Бёдра покрылись вязью завитков, переплетающихся друг с другом и превращающихся в один сплошной невероятный рисунок. Сказочный, хрупкий. Бабочки с груди переселились на колени.
— Прекрасная куртизанка, богиня порока. Она волшебна, — поглощённый творческим процессом Алистер почти не услышал восторженного шёпота своего вдохновителя. Его руки жили отдельно от тела, подчиняясь только разуму, захлёстнутому ярким видением. Изгибы переносились из мыслей на холст, и художник едва заметно улыбался собственному произведению, различая в нём всё то, что он видел сейчас на внутренней стороне век. Непревзойдённая нежность, порочная невинность. Это полотно грозилось отправиться в компанию к тем, что он оставлял на улицах все эти годы незавершёнными, но одно короткое движение, одна случайная капля…
В сердце тёплым сгустком расплылась благодарность к Азазелю. Его покровитель умел подать идею одним своим присутствием. Непредвиденную идею, спасающую и направляющую.
По низу живота пролёг последний росчерк, и ладони Алистера сами остановились, давая хозяину понять, что картина завершена.
Художник отошёл чуть назад, не отрывая взгляда от полотна.
— Невероятно, — голос, донёсшийся с дивана, вызвал улыбку. — Она прекрасна… Ты поражаешь меня вновь.
— Я хочу поразить не только тебя, — отозвался Алистер, понимая, что не хватает только одного – тёплого послания для того, кому предназначалось получить этот шедевр в подарок. И слова, которые должны были появиться на картине, тут же проступили в сознании художника алыми пылающими буквами. — Думаю, ему понравится.

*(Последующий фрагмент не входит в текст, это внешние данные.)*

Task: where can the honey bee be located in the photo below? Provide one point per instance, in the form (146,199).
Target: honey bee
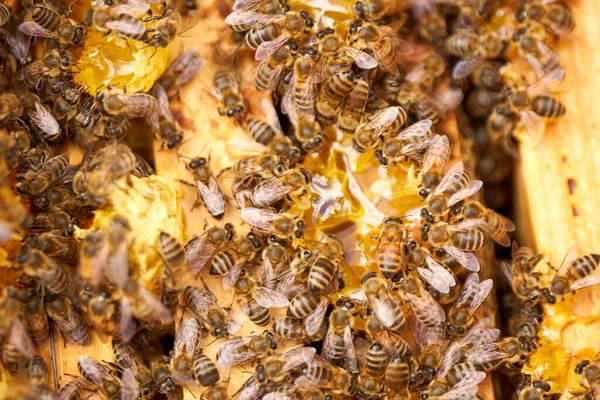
(68,320)
(384,44)
(161,374)
(553,15)
(386,309)
(496,226)
(53,276)
(98,375)
(225,89)
(240,351)
(187,340)
(473,293)
(164,124)
(203,303)
(354,104)
(282,225)
(338,346)
(200,250)
(181,71)
(35,182)
(115,102)
(574,273)
(127,358)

Мокрый собачий нос уверенно обнюхивал густой куст. Джек рвался с поводка с таким упорством, что Крисси сдалась и ослабила клапан рулетки, позволяя псу свободно нырнуть в сплетение веток глубже. Далматинец довольно взвизгнул и бросился в самую гущу, заставляя девочку сделать шаг следом. Рулетка в руке вздрогнула, когда пёс натянул её до предела.
— Джек, чтоб тебя, — Крисси скривила губы, когда острая ветка впилась ей в ногу, заставив зашипеть от боли. — Вылезай, мне нужно успеть к Хорсам. Иначе мы с тобой опять останемся без поп-корна.
Пёс не слушался, упорно дёргая вперёд поводок. Крисси вздохнула и сдалась.
— Ну хорошо, хорошо. Что ты там откопал? — отпихнув очередную ветвь, девочка перешагнула через сплетение корней и позволила псу утянуть себя вглубь зарослей можжевельника, на ходу недовольно убирая от лица мешающиеся листья. — Опять дохлую кошку?
Джек призывно тявкнул где-то в глубине зелёных зарослей и дёрнулся сильнее. Крисси ускорила шаг, опасаясь, что лебёдка не выдержит и сломается – слишком уж собака рвалась с поводка.
— Учти, я тебя больше мыть не буду! — девочка раздвинула свободной рукой мокрые ветки, морщась от холодной воды, и нашла взглядом далматинца, усилено скребущего лапами что-то большое и белое, лежащее посреди окружающих его кустов. — Мне хватило прошлого ра…
Крисси, наконец, разглядела то, что было у Джека под передними лапами. Рулетка выпала из ослабевших пальцев, и пёс радостно подпрыгнул, звонко тявкнув и лишь на миг опередив своим голосом завизжавшую от ужаса хозяйку.